Halfway to the top, a man tapped me on the shoulder and offered me his umbrella for my children, Maddie and Alex, who were dripping wet. When we reached the top, I handed it back to him, and before I could even say thank you or ask his name, he disappeared into the church.
What touched Father Moran during his first experience of the tradition, he recalls, was seeing the number of groups of people taking part together. He recounts seeing multigenerational families, groups of ladies, doctors, seminarians and people coming after work in suits and scrubs. Many come at set times each year, he has learned.
A Personal Journey
As for how the steps are prayed, each person's experience was different. Some people held rosaries, others grasped prayer books. Many simply moved forward, heads bowed in prayer. Alex said a Hail Mary on every step and an Our Father on the landings—the only two prayers he really knew at the time—because that is how my dad was taught to do it growing up.
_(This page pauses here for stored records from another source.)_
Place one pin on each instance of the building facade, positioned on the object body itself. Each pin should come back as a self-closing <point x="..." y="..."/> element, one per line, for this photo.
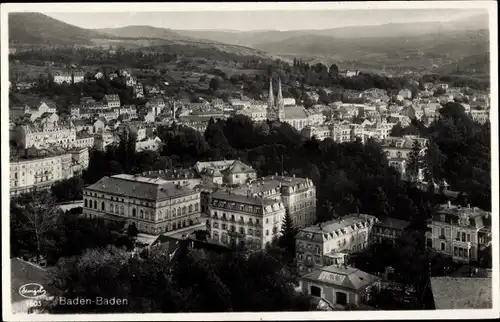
<point x="244" y="221"/>
<point x="340" y="285"/>
<point x="154" y="205"/>
<point x="331" y="242"/>
<point x="459" y="232"/>
<point x="44" y="169"/>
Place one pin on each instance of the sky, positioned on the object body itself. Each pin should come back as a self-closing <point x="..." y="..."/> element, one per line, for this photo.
<point x="258" y="20"/>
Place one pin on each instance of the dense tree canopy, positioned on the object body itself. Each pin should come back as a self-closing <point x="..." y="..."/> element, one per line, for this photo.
<point x="194" y="281"/>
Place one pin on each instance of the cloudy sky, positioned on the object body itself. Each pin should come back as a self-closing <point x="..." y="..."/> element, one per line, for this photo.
<point x="259" y="20"/>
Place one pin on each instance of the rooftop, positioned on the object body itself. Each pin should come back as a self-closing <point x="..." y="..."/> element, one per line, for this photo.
<point x="393" y="223"/>
<point x="139" y="187"/>
<point x="172" y="174"/>
<point x="462" y="293"/>
<point x="335" y="228"/>
<point x="22" y="273"/>
<point x="256" y="201"/>
<point x="345" y="277"/>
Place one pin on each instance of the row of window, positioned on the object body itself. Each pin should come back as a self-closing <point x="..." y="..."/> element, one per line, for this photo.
<point x="462" y="252"/>
<point x="303" y="205"/>
<point x="148" y="214"/>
There is also no correct starting point. Most people begin just down the hill from the church on St. Gregory Street in the heart of Mt. Adams. But others begin all the way at the bottom of the hill near Columbia Parkway, a more formidable hike to the top.
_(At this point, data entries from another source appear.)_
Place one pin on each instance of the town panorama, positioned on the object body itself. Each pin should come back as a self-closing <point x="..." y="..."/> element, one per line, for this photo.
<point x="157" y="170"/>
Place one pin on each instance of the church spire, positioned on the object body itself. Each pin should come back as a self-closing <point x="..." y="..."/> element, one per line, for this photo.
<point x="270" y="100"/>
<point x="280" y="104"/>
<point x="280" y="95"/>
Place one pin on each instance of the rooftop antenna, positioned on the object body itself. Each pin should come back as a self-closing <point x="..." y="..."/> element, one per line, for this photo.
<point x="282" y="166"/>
That's what youth ministers Wayne and Marianne Topp did, along with members of their youth group from Our Lady of Victory on the city's West Side.
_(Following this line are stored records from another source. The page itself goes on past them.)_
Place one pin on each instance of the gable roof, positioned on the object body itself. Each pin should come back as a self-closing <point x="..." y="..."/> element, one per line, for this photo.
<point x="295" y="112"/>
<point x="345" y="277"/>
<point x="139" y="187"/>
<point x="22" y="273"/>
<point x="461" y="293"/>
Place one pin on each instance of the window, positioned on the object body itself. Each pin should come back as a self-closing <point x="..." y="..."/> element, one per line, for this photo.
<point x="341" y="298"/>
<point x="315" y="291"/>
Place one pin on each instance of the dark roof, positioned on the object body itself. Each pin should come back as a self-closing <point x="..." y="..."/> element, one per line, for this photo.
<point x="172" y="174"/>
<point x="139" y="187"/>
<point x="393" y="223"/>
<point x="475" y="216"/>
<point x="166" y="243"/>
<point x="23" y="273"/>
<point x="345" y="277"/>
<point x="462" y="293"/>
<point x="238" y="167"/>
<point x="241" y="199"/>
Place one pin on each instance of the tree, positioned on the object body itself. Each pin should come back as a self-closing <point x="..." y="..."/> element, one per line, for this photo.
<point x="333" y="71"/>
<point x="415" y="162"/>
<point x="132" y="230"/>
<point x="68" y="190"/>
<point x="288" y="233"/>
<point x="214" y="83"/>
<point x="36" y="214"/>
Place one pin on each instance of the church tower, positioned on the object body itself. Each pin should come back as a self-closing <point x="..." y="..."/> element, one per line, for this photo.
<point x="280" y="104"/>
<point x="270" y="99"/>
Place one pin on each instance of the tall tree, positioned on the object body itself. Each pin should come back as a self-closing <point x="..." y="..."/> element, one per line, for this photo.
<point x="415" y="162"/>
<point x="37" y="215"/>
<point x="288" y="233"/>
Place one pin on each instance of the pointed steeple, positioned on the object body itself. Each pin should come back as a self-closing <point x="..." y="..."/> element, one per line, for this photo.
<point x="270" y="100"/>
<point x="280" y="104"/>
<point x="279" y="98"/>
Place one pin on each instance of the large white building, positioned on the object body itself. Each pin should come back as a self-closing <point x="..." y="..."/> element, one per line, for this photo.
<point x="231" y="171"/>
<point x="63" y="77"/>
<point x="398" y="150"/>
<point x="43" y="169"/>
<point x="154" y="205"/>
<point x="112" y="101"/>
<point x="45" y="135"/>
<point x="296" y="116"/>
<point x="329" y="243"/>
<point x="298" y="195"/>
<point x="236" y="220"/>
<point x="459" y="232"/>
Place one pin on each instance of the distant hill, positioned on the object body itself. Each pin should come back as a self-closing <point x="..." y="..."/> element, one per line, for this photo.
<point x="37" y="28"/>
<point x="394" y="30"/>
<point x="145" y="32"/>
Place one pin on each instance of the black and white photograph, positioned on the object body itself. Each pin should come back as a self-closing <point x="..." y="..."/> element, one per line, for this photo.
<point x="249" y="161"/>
The group, which included three other adults, gathered at midnight on Holy Thursday at the base of Mt. Adams and spent about two hours making their way up the hill and into the church.
Topp says that for him, taking part in the tradition meant "giving the kids an experience of the Catholic faith that many of them had never seen before.
"On top of that, Praying the Steps signifies for me Christ's journey toward Calvary. And in a very powerful way, through the tiredness and prayers, I feel spiritually connected to him."
Nor is there any set way to end the journey. At the top of the steps, some participants stop to take in the view overlooking the city, the Ohio River and the banks of nearby Northern Kentucky on the other side. Others stop at a replica of the wooden crucifix that originally greeted those who climbed the hill to the church. The original, which was damaged by vandals in the 1930s, was repaired and now is kept inside the church.
And many make their way into the church, to pray the Stations of the Cross or simply sit quietly in the pews. At 2:00 and 7:30 p.m., the Good Friday Liturgy of the Passion/Veneration of the Cross is celebrated. The one thing the parish does not do on Good Friday, however, is sell things.
"We want it to be a prayerful day," says Father Moran. The parish does have plenty of items to give away, though, such as rosaries, prayer books and Bibles, thanks to donations from vendors.
Prior to the 1970 closing of Holy Cross Parish, Catholics would continue on to that church's grotto, which was dedicated to Our Lady of Lourdes, and there receive a vial of holy water (a tradition Father Moran hopes to revive) as the final stop on their Good Friday pilgrimage. A former Holy Cross member donated the statue of Our Lady of Lourdes to Holy Cross-Immaculata Parish, where the original shrine has been reconstructed.
A Continuing Tradition
Father Moran says he thinks the draw of the tradition is that it keeps people connected with the faith. The parish "has always been a landmark of the faith," he says. While Cincinnati may be known as the Queen City of the West (a historical title), the church stands as a representation of Mary as queen of the city, as Archbishop Purcell intended.
Father Moran hopes the example of the tradition challenges other parishes to ask what they have to offer for the local community. Citing declining numbers in other areas of the faith, such as dwindling Mass attendance and the number of parishes closing, he notes that this long-standing tradition continues to thrive.
"The numbers aren't going down," he says. "The tradition continues."